Delta's Grinstein on Exiting Bankruptcy
In 2004, Gerald Grinstein came out of retirement to become CEO of Delta Air Lines, just as the company was sinking into a financial crisis. Delta declared bankruptcy in September 2005. Over the next 18 months, Grinstein shepherded the airline through deep cost cutting, including pay cuts for pilots and other employees, along with major route restructurings and a 16 percent reduction in the company's aircraft fleet. Grinstein also rebuffed a $10 billion takeover bid by US Airways. Delta emerged from bankruptcy on April 30. Grinstein spoke with Deputy Business Editor Rick Newman about how the company used bankruptcy to its advantage.
Q: Delta got through bankruptcy very quickly, earning praise for keeping litigation to a minimum, sustaining a pretty big chunk of pilot pensions, and issuing incentive packages to thousands of employees when you finally emerged. How'd you do it?

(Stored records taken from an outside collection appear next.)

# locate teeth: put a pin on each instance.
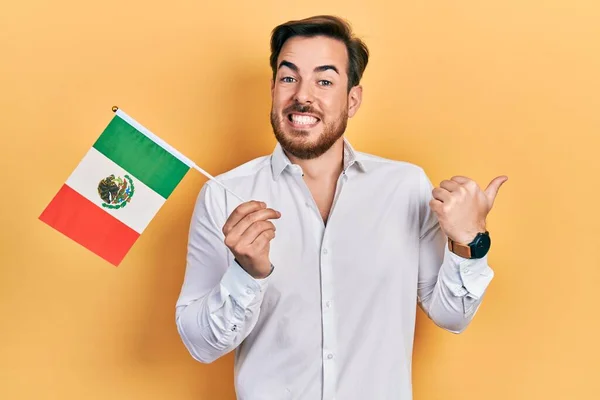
(303, 119)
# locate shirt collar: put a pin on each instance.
(280, 161)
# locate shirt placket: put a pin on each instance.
(329, 348)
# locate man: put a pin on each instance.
(326, 308)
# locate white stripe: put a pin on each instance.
(94, 167)
(154, 138)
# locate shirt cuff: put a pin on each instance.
(475, 274)
(242, 287)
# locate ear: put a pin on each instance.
(354, 100)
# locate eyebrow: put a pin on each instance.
(320, 68)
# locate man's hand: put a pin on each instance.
(248, 235)
(462, 207)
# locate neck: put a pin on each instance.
(328, 165)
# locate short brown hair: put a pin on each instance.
(329, 26)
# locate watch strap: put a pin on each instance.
(459, 249)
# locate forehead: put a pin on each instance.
(308, 53)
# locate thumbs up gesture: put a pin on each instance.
(462, 207)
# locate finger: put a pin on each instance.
(492, 190)
(441, 194)
(261, 215)
(450, 186)
(461, 179)
(263, 239)
(240, 212)
(254, 231)
(436, 206)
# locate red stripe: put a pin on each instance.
(83, 221)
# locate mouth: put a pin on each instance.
(302, 121)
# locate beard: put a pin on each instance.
(296, 142)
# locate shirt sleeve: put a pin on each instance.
(219, 302)
(450, 288)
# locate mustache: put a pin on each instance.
(301, 109)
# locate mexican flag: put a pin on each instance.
(117, 188)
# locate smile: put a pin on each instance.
(302, 120)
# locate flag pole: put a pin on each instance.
(203, 172)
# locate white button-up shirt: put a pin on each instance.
(336, 317)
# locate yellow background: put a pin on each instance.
(458, 87)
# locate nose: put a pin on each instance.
(304, 94)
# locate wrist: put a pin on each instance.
(467, 236)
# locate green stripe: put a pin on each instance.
(141, 156)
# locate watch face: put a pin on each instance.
(481, 246)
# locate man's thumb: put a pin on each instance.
(492, 190)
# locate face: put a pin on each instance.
(310, 99)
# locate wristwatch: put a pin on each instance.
(478, 248)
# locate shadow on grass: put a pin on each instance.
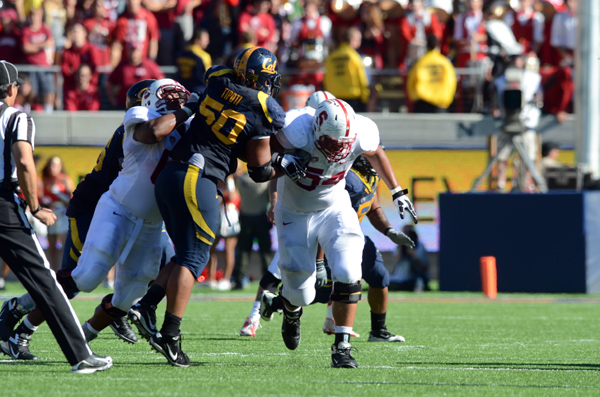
(524, 366)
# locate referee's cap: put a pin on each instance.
(9, 74)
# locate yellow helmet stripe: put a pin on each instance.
(244, 61)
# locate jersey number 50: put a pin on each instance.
(226, 132)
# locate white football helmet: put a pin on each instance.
(333, 129)
(165, 96)
(317, 97)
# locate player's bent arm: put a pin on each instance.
(155, 130)
(381, 163)
(258, 156)
(377, 217)
(28, 179)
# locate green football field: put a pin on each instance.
(456, 344)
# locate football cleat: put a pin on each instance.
(92, 364)
(250, 326)
(329, 328)
(171, 349)
(266, 305)
(123, 330)
(17, 347)
(9, 317)
(382, 335)
(290, 328)
(89, 335)
(144, 318)
(341, 356)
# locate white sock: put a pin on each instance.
(329, 310)
(26, 302)
(340, 329)
(90, 328)
(255, 312)
(28, 324)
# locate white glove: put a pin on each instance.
(321, 274)
(400, 238)
(403, 203)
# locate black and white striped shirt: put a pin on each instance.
(24, 130)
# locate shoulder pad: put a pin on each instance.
(298, 127)
(217, 70)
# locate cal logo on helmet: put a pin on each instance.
(269, 68)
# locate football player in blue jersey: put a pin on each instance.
(361, 183)
(80, 212)
(238, 115)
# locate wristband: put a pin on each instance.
(187, 111)
(398, 192)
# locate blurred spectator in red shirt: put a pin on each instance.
(38, 46)
(257, 17)
(131, 70)
(10, 36)
(78, 51)
(415, 26)
(469, 34)
(558, 87)
(100, 30)
(528, 26)
(84, 95)
(165, 12)
(310, 37)
(373, 30)
(138, 25)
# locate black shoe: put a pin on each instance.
(290, 328)
(92, 364)
(144, 318)
(17, 347)
(9, 318)
(341, 356)
(171, 349)
(123, 330)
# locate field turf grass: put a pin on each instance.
(456, 344)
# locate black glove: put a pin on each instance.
(293, 166)
(403, 203)
(192, 105)
(321, 274)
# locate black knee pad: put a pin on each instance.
(66, 281)
(346, 293)
(110, 309)
(269, 282)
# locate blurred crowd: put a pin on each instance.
(103, 46)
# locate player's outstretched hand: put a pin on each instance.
(193, 103)
(400, 238)
(403, 203)
(321, 274)
(294, 166)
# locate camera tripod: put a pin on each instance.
(516, 140)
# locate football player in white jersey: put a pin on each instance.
(127, 225)
(316, 210)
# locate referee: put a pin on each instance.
(19, 246)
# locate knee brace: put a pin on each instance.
(66, 281)
(269, 282)
(346, 293)
(110, 309)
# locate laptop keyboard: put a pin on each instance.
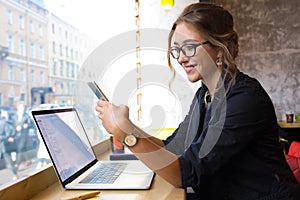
(106, 173)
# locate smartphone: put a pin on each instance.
(97, 91)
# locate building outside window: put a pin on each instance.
(10, 73)
(22, 47)
(53, 28)
(60, 49)
(42, 77)
(42, 53)
(31, 26)
(67, 51)
(53, 47)
(32, 50)
(67, 68)
(61, 67)
(10, 43)
(72, 70)
(41, 32)
(54, 67)
(21, 22)
(23, 75)
(32, 76)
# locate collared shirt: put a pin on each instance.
(230, 149)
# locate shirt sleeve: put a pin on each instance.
(246, 109)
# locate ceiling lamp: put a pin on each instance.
(167, 4)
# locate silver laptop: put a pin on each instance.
(74, 160)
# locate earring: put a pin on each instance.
(219, 62)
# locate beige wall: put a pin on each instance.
(270, 47)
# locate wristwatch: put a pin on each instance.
(130, 140)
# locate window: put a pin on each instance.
(23, 75)
(60, 49)
(53, 28)
(42, 53)
(32, 76)
(61, 88)
(54, 67)
(42, 77)
(53, 47)
(67, 51)
(59, 31)
(61, 67)
(21, 22)
(22, 47)
(41, 32)
(10, 73)
(9, 17)
(72, 70)
(10, 43)
(67, 69)
(32, 50)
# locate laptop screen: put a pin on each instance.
(65, 139)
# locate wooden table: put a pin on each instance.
(44, 185)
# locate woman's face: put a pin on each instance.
(202, 65)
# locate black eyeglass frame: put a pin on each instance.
(180, 49)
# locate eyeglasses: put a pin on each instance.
(189, 50)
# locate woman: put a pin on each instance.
(227, 146)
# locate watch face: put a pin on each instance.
(130, 140)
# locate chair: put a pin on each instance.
(293, 159)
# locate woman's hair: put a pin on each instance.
(216, 25)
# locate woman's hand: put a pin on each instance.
(115, 119)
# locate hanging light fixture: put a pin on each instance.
(167, 4)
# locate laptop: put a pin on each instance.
(75, 161)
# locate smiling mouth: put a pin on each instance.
(189, 68)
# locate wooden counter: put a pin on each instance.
(44, 185)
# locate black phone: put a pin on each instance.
(97, 91)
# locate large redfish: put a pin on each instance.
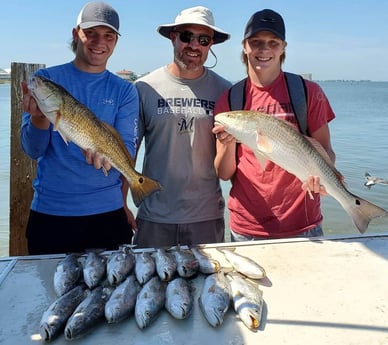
(76, 123)
(276, 140)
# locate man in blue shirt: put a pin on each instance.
(75, 206)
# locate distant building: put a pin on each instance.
(307, 76)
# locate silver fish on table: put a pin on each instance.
(165, 264)
(214, 299)
(121, 302)
(150, 301)
(243, 264)
(88, 314)
(67, 274)
(119, 265)
(76, 123)
(179, 298)
(55, 317)
(145, 267)
(187, 263)
(94, 269)
(276, 140)
(247, 300)
(207, 265)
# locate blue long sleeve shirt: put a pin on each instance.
(65, 184)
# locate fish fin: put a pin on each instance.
(142, 186)
(56, 126)
(263, 146)
(317, 145)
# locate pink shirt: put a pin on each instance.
(271, 203)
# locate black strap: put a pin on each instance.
(298, 95)
(297, 92)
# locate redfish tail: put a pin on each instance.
(142, 187)
(363, 211)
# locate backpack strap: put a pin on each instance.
(297, 91)
(236, 102)
(296, 87)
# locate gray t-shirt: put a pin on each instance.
(176, 122)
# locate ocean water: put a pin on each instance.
(358, 138)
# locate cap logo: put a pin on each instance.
(265, 20)
(103, 13)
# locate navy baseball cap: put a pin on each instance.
(266, 20)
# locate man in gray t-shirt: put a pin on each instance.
(177, 103)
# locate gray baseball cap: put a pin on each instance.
(98, 13)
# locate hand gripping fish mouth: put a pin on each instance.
(299, 155)
(78, 124)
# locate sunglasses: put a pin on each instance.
(188, 36)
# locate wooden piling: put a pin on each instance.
(22, 168)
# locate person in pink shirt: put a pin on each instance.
(268, 202)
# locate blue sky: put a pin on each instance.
(332, 39)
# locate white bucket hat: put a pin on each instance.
(195, 15)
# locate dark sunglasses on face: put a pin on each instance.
(188, 36)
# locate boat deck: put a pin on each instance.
(324, 291)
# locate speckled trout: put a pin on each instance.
(76, 123)
(276, 140)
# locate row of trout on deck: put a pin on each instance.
(114, 286)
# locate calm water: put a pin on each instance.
(358, 137)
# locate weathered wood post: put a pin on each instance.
(22, 168)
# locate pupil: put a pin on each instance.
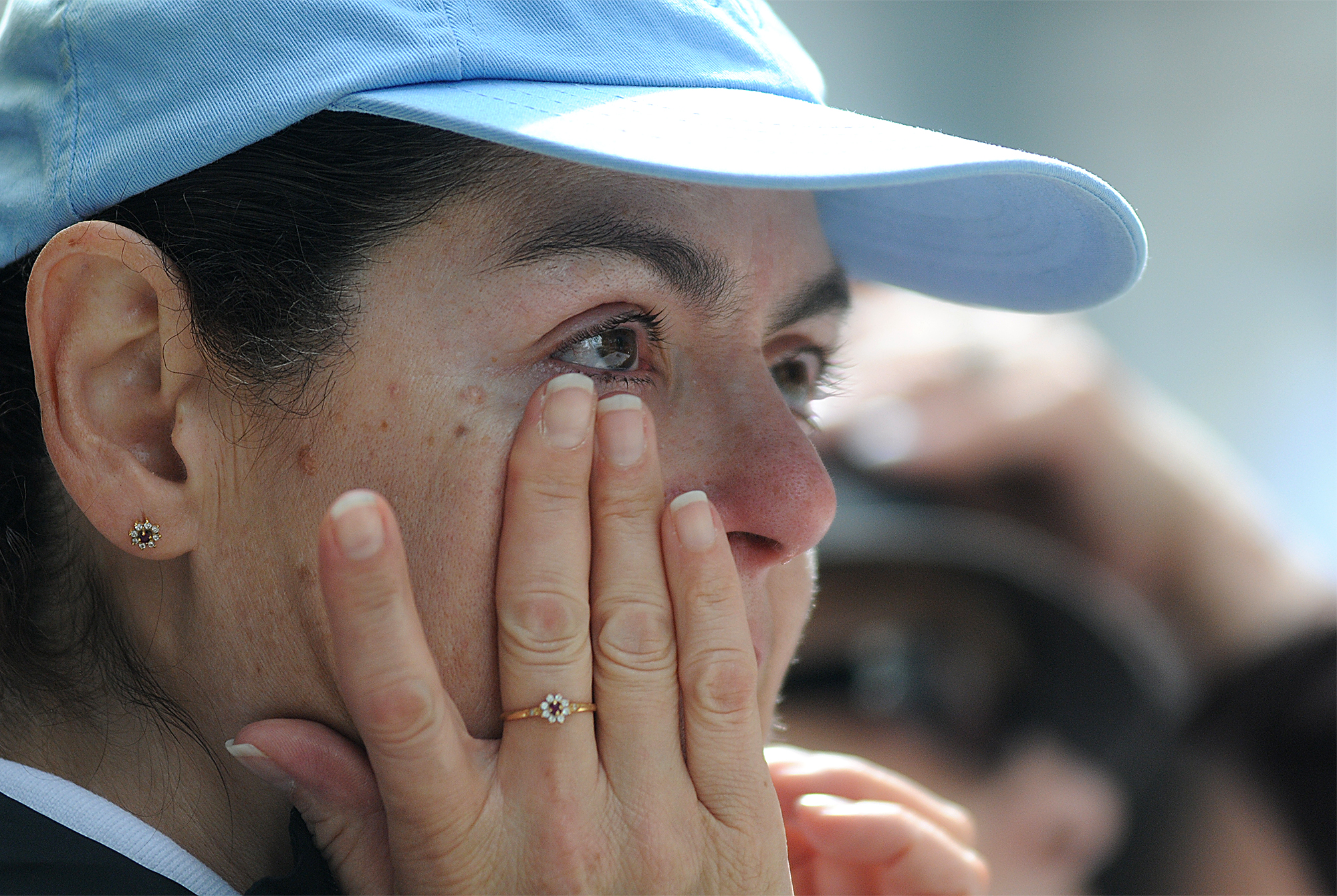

A: Well, it wasn't just me; it was a combination of people putting this together. But a few things made this work. We absolutely set a target of about 18 months. I said, "I hope it doesn't take that long, but that's our target." At the time, in the fall of 2005, there were some amendments to the bankruptcy law, and one thing was, they gave an 18-month period of exclusivity to debtors in bankruptcy. That didn't apply to us, but 18 months seemed like a good target. ... But the real burden of persuasion was with the creditors. We tried to make everything as brief as possible, just to make it easy to understand.
Q: Was there some kind of template that you followed? Was there anything you modeled on United Airlines, which was already in bankruptcy at the time?
A: I don't think we fixated on United. And there was no real template, not from an airline industry point of view. The general experience in airline bankruptcies is not good. There's no real model. ... But from a practical notion, we knew that the longer you stay in bankruptcy, the harder it is to adapt to the environment once you come out. With the US Airways [hostile takeover] bid last November, for instance, we felt it would lengthen our stay in bankruptcy. That's one of the reasons we were so adamantly set against it.
Personally, I thought there was no way the Department of Justice would approve it, and when US Airways had talked about merging some of their operations [back in 2000], negotiations took 18 months. And that was without bankruptcy. And after all that, the government turned it down. We didn't want that to happen. We thought it will just extend our stay and produce nothing but delay.
Q: What about litigation? How did you keep a lid on that?
A: At the beginning, we said, "Let's not fight everything; let's solve as much as we possibly can without litigation." The bankruptcy process is usually a bunch of pit bulls fighting each other. In that environment, everybody is angry, sharp of tongue. We didn't want to get into that.